Adaptive Randomized Smoothing: Certified Adversarial Robustness for Multi-Step Defences

MN4nt01TeO

Saiyue Lyu et el.

TL;DR
#

Deep learning models are vulnerable to adversarial attacks, where small input perturbations drastically change predictions. Existing defenses like Randomized Smoothing (RS) often compromise accuracy or only defend against small attacks. This paper tackles these issues.

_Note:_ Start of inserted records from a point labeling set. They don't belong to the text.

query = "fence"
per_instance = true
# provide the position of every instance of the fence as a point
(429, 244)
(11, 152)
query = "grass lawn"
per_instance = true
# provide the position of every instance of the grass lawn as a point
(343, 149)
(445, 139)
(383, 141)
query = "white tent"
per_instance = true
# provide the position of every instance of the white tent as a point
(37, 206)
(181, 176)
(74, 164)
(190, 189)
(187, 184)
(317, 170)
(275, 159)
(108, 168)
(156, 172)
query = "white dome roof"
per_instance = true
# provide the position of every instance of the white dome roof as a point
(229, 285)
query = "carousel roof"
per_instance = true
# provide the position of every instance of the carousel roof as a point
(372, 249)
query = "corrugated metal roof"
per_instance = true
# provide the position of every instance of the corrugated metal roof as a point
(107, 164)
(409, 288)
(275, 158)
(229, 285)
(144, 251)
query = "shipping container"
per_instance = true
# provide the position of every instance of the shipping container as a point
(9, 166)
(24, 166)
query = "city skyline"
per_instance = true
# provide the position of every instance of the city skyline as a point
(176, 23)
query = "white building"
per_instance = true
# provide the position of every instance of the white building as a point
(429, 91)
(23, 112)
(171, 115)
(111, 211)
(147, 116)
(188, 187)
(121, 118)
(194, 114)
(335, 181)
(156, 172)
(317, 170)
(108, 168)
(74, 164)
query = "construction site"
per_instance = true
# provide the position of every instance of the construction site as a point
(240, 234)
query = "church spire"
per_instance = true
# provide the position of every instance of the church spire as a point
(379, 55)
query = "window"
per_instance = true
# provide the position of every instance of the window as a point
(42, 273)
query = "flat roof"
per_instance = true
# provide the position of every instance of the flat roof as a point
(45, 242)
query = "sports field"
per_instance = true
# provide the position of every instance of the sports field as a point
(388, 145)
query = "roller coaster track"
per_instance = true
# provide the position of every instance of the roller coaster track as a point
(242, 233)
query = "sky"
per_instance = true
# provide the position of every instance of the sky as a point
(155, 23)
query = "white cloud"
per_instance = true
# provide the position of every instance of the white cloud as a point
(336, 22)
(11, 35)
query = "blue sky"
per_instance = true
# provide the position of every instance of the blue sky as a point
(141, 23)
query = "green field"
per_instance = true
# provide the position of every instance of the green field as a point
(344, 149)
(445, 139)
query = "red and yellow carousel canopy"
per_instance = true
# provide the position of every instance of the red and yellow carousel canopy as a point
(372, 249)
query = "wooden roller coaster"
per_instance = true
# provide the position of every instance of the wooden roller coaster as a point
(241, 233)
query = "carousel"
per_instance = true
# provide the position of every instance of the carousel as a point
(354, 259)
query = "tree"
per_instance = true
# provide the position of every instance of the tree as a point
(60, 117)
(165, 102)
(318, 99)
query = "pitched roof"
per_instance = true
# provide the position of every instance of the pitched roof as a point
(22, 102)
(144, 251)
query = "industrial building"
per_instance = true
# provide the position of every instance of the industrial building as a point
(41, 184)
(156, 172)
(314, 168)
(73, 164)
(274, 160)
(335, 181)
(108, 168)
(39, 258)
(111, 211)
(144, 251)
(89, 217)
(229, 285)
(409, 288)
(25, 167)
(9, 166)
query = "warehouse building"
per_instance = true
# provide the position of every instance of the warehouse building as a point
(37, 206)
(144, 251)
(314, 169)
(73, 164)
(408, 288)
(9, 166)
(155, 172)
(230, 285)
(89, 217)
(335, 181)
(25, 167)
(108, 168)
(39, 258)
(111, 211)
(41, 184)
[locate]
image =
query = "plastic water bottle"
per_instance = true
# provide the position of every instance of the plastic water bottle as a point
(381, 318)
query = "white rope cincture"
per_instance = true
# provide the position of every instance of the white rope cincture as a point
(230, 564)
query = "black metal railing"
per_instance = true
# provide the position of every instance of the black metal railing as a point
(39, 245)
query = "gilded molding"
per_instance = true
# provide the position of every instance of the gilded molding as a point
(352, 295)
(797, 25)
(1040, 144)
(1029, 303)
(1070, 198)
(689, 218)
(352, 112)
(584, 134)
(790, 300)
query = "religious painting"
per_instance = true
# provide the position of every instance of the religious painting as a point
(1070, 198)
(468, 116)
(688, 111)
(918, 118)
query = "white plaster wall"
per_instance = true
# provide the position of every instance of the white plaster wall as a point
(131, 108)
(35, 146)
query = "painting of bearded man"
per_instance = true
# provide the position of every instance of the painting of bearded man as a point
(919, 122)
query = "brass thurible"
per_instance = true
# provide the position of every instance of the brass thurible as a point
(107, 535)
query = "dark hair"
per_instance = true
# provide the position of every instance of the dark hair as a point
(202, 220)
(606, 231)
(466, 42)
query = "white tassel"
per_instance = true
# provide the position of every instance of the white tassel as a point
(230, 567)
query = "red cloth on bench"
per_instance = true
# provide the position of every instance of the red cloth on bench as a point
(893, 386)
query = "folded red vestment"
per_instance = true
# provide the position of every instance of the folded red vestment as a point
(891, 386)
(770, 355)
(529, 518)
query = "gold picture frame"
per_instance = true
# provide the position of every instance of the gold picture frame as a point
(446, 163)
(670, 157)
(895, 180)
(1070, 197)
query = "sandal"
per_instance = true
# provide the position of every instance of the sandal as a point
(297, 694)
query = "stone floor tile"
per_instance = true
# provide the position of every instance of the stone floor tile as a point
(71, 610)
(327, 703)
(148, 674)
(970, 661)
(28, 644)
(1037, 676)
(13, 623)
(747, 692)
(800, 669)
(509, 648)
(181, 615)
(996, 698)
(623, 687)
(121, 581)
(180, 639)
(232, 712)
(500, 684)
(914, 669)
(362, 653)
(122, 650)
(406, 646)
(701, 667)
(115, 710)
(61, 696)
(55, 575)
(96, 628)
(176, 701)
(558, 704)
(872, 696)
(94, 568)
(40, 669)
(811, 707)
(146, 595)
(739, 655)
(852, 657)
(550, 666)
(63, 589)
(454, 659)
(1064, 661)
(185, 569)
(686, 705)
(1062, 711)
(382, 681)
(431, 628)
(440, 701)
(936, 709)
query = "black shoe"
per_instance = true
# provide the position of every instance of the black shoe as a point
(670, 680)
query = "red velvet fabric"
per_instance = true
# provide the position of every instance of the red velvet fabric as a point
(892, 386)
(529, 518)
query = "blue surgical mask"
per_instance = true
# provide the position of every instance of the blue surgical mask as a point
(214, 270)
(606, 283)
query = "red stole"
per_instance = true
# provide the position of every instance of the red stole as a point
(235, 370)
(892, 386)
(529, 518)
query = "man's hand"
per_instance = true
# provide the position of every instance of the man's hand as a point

The paper proposes Adaptive Randomized Smoothing (ARS), a novel defense that uses a two-step approach. The first step adapts to the input by computing an input-dependent mask, reducing the input dimension and thus noise needed for certification. The second step adds noise and makes a prediction. ARS leverages f-Differential Privacy for rigorous theoretical analysis and adaptive composition of multiple steps. Experiments on CIFAR-10, CelebA, and ImageNet show significant improvements in both standard and certified accuracy compared to existing methods.

Key Takeaways
#

Why does it matter?
#

This paper is important because it addresses the limitations of existing defenses against adversarial attacks in machine learning. It introduces Adaptive Randomized Smoothing (ARS), a novel method that significantly improves the accuracy and robustness of deep learning models. This work is particularly relevant given the increasing concerns about the vulnerability of AI systems to malicious attacks, opening new avenues for research in certified robustness and adaptive defenses.

Visual Insights
#

This figure illustrates the two-step Adaptive Randomized Smoothing (ARS) process for handling L∞-bounded adversarial attacks. The first step (M₁) adds noise to the input (X) and uses a mask model (w) to generate a mask based on the noisy input. This mask focuses on task-relevant information, reducing the input dimension for the next step. The second step (M₂) takes the masked input and adds further noise. Finally, a base classifier (g) processes a weighted average of the outputs from M₁ and M₂ to produce the final prediction. The standard Randomized Smoothing (RS) is a special case of this process where there is no masking step (M₁).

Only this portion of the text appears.